Technical Journey

2 min read

Over my career I've built a strong foundation in computer science, systems design, and the architecture of complex business platforms.

In the '90s I was a Mac developer writing C — publishing tools and printer drivers at a systems integrator serving the print and media industry. In the early 2000s I built web tools in PHP, advanced to Chief Technology Officer, which led to running internet businesses, which led to private equity.

For the next fifteen years my technical work happened at the systems level: designing the reporting infrastructure, data flows, and integration architecture that let a 15-unit, $180M operating platform run as one business. Six acquisitions, each one a systems-integration problem — banking, payroll, insurance, and management platforms migrated onto shared services.

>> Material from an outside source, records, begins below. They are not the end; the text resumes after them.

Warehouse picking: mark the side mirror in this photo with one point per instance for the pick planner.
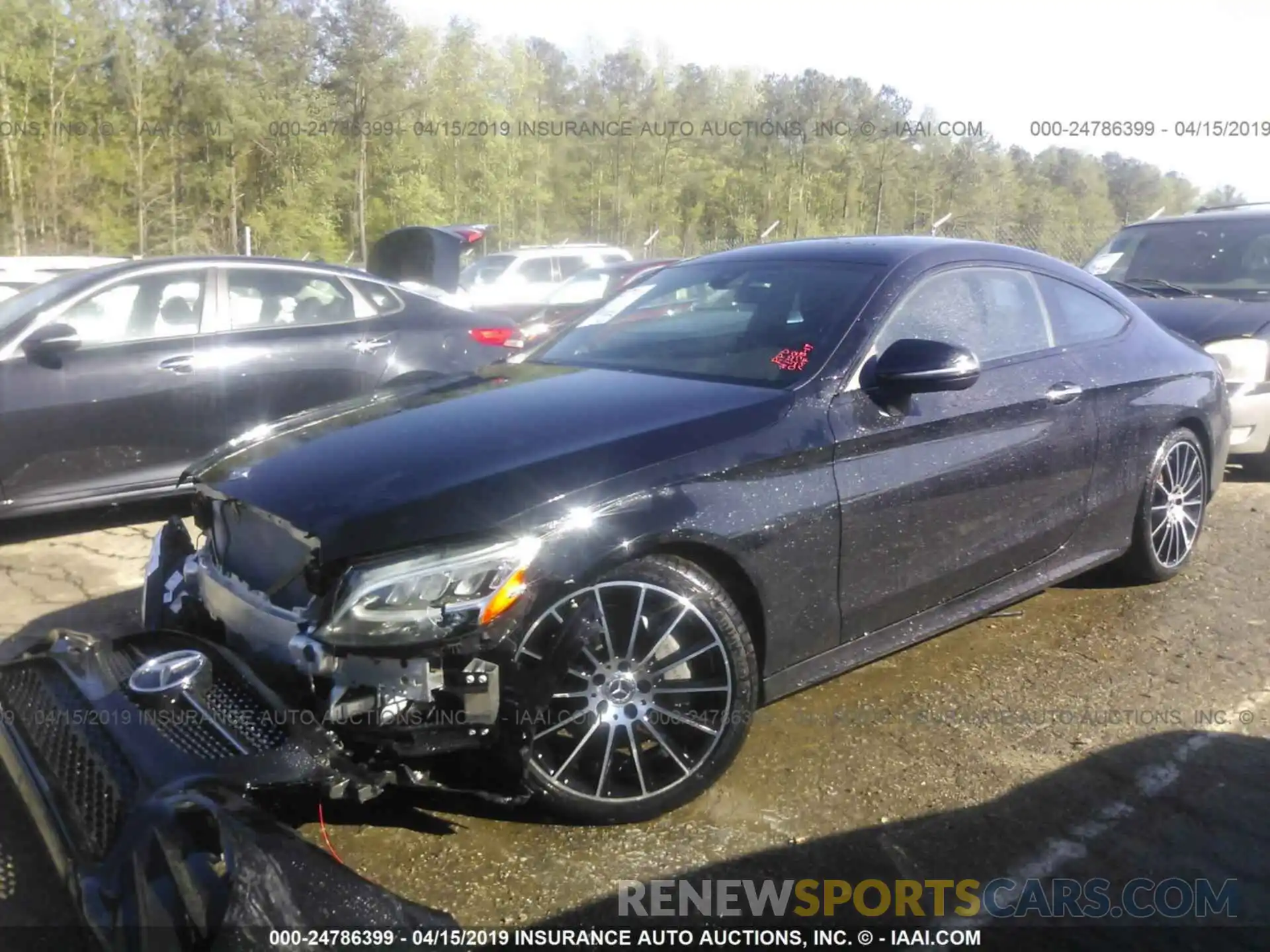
(925, 367)
(48, 344)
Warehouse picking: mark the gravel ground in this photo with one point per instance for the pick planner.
(1081, 734)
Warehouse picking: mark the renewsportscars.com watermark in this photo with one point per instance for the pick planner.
(1001, 898)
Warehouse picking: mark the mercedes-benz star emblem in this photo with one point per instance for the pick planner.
(169, 674)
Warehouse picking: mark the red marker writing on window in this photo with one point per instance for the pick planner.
(793, 360)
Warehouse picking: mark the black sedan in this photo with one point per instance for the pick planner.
(113, 380)
(746, 475)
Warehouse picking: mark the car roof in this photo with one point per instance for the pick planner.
(55, 263)
(1257, 210)
(634, 266)
(546, 251)
(876, 249)
(240, 260)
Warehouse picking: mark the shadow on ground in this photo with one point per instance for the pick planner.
(118, 614)
(1181, 805)
(1176, 805)
(71, 524)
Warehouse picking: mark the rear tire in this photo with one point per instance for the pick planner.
(651, 684)
(1171, 512)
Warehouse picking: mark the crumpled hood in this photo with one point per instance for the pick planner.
(1208, 319)
(412, 465)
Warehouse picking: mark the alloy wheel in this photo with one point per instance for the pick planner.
(643, 699)
(1177, 504)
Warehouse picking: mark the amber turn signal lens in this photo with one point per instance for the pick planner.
(505, 598)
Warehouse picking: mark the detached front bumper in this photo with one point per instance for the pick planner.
(124, 775)
(403, 703)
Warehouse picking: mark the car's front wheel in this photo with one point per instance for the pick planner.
(648, 683)
(1171, 510)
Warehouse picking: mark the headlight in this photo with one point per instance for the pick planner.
(1244, 361)
(427, 597)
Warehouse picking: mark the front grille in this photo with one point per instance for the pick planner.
(78, 758)
(233, 702)
(230, 701)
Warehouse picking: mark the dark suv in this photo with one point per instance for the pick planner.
(1206, 276)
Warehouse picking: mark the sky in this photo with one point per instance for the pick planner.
(1003, 63)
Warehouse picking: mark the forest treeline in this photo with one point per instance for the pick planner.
(169, 126)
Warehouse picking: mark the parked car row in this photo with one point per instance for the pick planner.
(573, 557)
(17, 274)
(1206, 276)
(571, 571)
(114, 379)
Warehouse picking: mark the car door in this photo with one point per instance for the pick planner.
(118, 412)
(960, 488)
(286, 339)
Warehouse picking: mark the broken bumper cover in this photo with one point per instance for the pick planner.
(412, 701)
(121, 772)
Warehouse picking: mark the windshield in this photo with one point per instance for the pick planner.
(37, 298)
(582, 287)
(763, 323)
(1206, 257)
(486, 270)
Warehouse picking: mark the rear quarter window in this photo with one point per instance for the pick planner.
(1078, 315)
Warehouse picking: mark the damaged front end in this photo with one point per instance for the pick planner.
(405, 660)
(144, 762)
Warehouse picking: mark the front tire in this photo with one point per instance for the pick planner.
(651, 682)
(1171, 512)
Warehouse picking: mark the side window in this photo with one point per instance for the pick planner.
(1015, 320)
(262, 298)
(163, 305)
(994, 313)
(380, 296)
(1079, 317)
(536, 270)
(571, 264)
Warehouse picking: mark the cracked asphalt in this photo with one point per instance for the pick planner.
(1094, 730)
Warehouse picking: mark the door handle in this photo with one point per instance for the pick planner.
(367, 347)
(178, 365)
(1062, 393)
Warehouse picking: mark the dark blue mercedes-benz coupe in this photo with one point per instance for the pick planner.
(577, 573)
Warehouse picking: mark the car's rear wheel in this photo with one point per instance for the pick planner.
(651, 681)
(1173, 508)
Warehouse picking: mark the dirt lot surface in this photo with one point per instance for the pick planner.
(1095, 730)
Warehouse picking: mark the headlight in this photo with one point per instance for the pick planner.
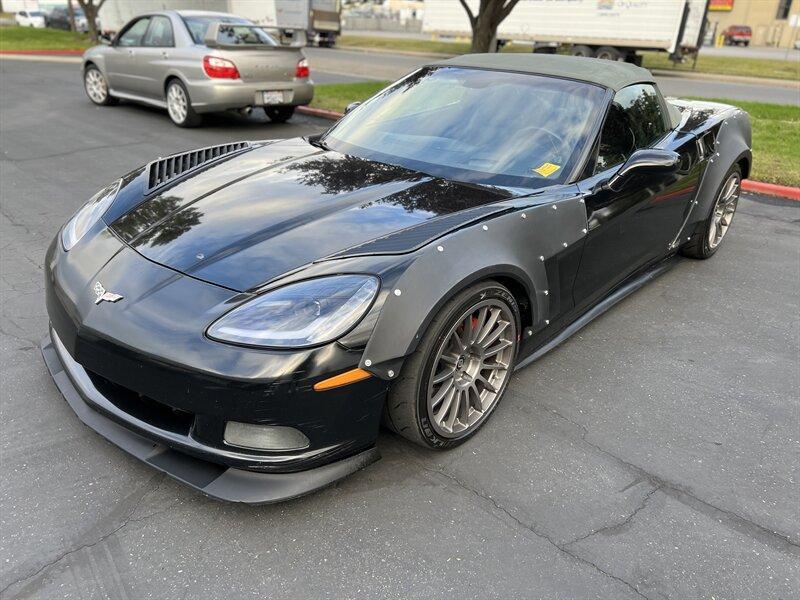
(88, 215)
(299, 315)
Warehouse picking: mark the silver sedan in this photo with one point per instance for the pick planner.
(195, 62)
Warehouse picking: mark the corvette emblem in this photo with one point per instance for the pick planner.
(103, 295)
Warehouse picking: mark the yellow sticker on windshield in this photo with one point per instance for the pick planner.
(546, 169)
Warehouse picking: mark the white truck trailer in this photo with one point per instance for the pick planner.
(320, 19)
(611, 29)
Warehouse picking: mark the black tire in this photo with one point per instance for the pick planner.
(699, 246)
(608, 53)
(182, 118)
(92, 74)
(407, 404)
(279, 114)
(581, 50)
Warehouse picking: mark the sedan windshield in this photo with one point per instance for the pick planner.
(236, 31)
(474, 125)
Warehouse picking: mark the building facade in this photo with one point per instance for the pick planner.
(774, 22)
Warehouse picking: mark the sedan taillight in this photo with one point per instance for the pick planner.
(219, 68)
(302, 71)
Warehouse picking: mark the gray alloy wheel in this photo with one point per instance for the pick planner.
(452, 382)
(179, 105)
(709, 233)
(471, 367)
(96, 86)
(725, 207)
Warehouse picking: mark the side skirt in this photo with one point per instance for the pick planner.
(598, 309)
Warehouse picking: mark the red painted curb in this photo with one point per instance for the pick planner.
(45, 52)
(771, 189)
(320, 112)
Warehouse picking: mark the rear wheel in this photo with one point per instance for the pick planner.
(279, 114)
(453, 381)
(96, 86)
(708, 234)
(179, 106)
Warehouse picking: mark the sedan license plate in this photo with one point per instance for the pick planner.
(272, 97)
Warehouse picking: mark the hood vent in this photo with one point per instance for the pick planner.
(166, 169)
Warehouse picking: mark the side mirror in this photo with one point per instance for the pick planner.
(646, 161)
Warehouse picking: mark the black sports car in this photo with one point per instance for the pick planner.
(244, 316)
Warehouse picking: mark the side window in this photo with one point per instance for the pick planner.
(160, 33)
(635, 120)
(132, 36)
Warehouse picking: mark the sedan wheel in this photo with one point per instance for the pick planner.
(455, 378)
(179, 106)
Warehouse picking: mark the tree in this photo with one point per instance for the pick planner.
(91, 8)
(484, 25)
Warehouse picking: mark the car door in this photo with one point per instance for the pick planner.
(152, 58)
(635, 225)
(121, 57)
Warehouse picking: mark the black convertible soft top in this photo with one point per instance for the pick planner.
(611, 74)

That's the background I brought to AI: not a coder's, an architect's.
When the current generation of AI tools arrived, the gap between designing a system and building one collapsed. Decades of pattern recognition — how data should flow, where a process will break, what an integration actually costs — now translate directly into working software. I design the architecture and the implementation follows, with AI doing the labor that used to require a team.

The result is a body of production work, not experiments. Multiple deployed MCP servers powering enterprise AI integrations and async human-AI workspaces. A buyer-intelligence platform that turns 160 million words of executive-interview data into queryable insight. Native Mac and iOS applications with embedded AI collaboration. Multi-model architectures where cost tracks task complexity — the expensive model only runs when the problem deserves it.

The hard part of AI was never the code. It's knowing how a business actually works — where the real process lives, which data matters, what breaks when you change it. That's systems design. Now the tools keep up.